ADD COMMENT • link updated 16 months ago by iraun 6.2k • written 16 months ago by Laura ▴ 50

0

Entering edit mode

I would exploit the fact that twoBitToFa is giving you the intervals in the fasta name, and use tr to swap a bunch of delimiters (newline -> tab; > -> newline, etc.):

awk '{print $0" "$1":"$2"-"$3}' "input.bed" | 
twoBitToFa -bed=stdin -udcDir=. "$twobit" stdout |
tr '\n' '\t' | tr '>' '\n' | tr ':' '\t' | tr '_' '\t'

ADD REPLY • link 16 months ago by LChart 3.9k

0

Entering edit mode

Hi! This maybe "too simple" solution, but, if you are getting a sequence for each interval of the bed file, and the order of the output sequences is the same as in the input bed file, could you:

twoBitToFa -bed=input.bed -udcDir=. "$twobit" stdout | grep -v '>' | paste input.bed - > output.bed

I haven't tried myself, so leaving this as a comment.

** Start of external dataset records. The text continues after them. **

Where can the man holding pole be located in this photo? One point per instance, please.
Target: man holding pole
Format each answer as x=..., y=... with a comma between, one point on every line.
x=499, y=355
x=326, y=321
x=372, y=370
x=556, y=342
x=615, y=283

ADD REPLY • link 16 months ago by iraun 6.2k

0

Entering edit mode

This is so close! If the sequences were all on the same line, I think this would be good enough, but I failed to show that the sequence stdout is actually on multiple lines. I've updated the question to show this now. If I could delete the new line characters first, then this might work?

ADD REPLY • link 16 months ago by Laura ▴ 50

score 0 · Answer 1 · 2022-12-15

Alright, so based on the new information, you have to linearize the fasta (from multi line to single line).

twoBitToFa -bed=input.bed -udcDir=. "$twobit" stdout | awk '/^>/ {printf("%s",(NR>1?"\n":""),$0);next;} {printf("%s",$0);} END {printf("\n")}' | paste input.bed - > output.bed

I don't have the option to test the command at the moment. I hope it works :).